The irony is that I can send Morse just fine. Thirty years as VE6SLP means my fist is automatic — I don’t think about the letters anymore, just the words, and my hand does the rest. But that’s International Morse, the code amateur radio uses worldwide. Railroad telegraph operators in 1923 used American Morse, which is different in ways that matter. The letter O in International is three dahs. In American, it’s two dots with an internal space — di di. The letter C in International is dah di dah dit. In American, it’s di di space dit. My muscle memory is wrong for this equipment. If I wanted to actually use this sounder to communicate with the Morse Telegraph Club’s landline circuits, I’d have to relearn an alphabet I thought I’d mastered decades ago.

But I can’t even get to that problem yet, because the sounder still won’t clack.

At 4 PM I gave up on mechanical adjustment and checked the electrical side. Coil resistance: 4.2 ohms, which seemed low but within range for a sounder designed to operate on long battery-powered lines. The original railroad circuits ran on 30-50 volts from wet cells, drawing milliamps, and the sounders were wound specifically for that impedance. At 24 volts, I might not be getting enough magnetomotive force to overcome the sticky pivot and bent counterweight.

Tried 36 volts from two bench supplies in series. The click got louder. The clack still didn’t happen. The armature stayed glued to the poles even after I cut power, residual magnetism holding it down. That’s another thing I’d forgotten from the crystal radio restoration — soft iron retains magnetism. You can demagnetise it by applying AC, but a sounder has no AC in normal operation. It just sits there, magnetised, remembering the last current that flowed through it.
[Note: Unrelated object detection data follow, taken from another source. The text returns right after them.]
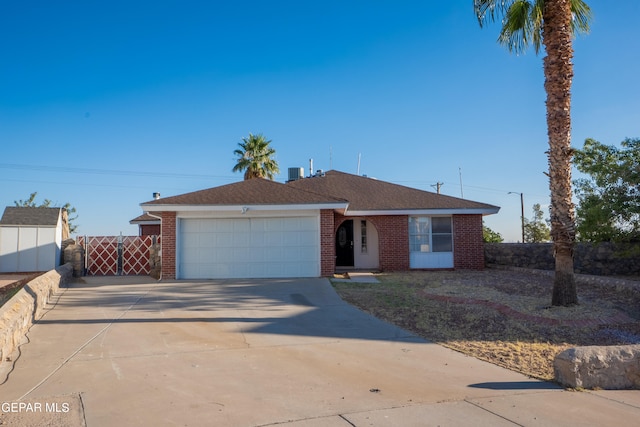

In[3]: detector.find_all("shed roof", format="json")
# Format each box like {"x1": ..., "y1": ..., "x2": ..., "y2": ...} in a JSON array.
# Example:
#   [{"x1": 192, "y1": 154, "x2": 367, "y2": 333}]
[{"x1": 0, "y1": 206, "x2": 62, "y2": 227}]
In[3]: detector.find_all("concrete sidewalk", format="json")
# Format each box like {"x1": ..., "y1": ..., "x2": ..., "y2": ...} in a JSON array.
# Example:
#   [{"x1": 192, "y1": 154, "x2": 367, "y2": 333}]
[{"x1": 0, "y1": 277, "x2": 640, "y2": 427}]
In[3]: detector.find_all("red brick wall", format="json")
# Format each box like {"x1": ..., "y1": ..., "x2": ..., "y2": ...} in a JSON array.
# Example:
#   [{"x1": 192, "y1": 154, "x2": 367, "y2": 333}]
[
  {"x1": 334, "y1": 214, "x2": 409, "y2": 271},
  {"x1": 368, "y1": 215, "x2": 409, "y2": 271},
  {"x1": 320, "y1": 209, "x2": 336, "y2": 277},
  {"x1": 453, "y1": 215, "x2": 484, "y2": 270},
  {"x1": 160, "y1": 212, "x2": 176, "y2": 279},
  {"x1": 140, "y1": 224, "x2": 160, "y2": 236}
]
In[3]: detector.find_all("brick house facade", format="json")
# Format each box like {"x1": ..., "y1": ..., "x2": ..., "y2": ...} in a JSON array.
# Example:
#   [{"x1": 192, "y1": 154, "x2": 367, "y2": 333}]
[{"x1": 142, "y1": 171, "x2": 499, "y2": 279}]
Right now the 15-B is on the bench, armature pulled down, silent. The trunnion screws are backed off two turns from where they arrived. The counterweight has hammer marks. The brass has torch discolouration I’ll have to polish out if I ever want it to look right again. And I’m reading a forum thread from 2014 where someone suggests that the problem might be the pole faces — if they’re not perfectly flat, the armature can “stick” to microscopic high spots. The fix involves lapping compound and a surface plate.

I don’t own a surface plate.

Tomorrow I’ll probably order one. Or maybe I’ll find another sounder, one that actually works, and use it to learn what a functioning click-clack is supposed to sound like before I destroy another piece of 1920s telecommunications history. The typewriter’s cascade of dependencies taught me that vintage restoration always requires tools you don’t have. This one requires tools I didn’t know existed.

The armature is still down. Gravity is still not strong enough. I’m going to bed.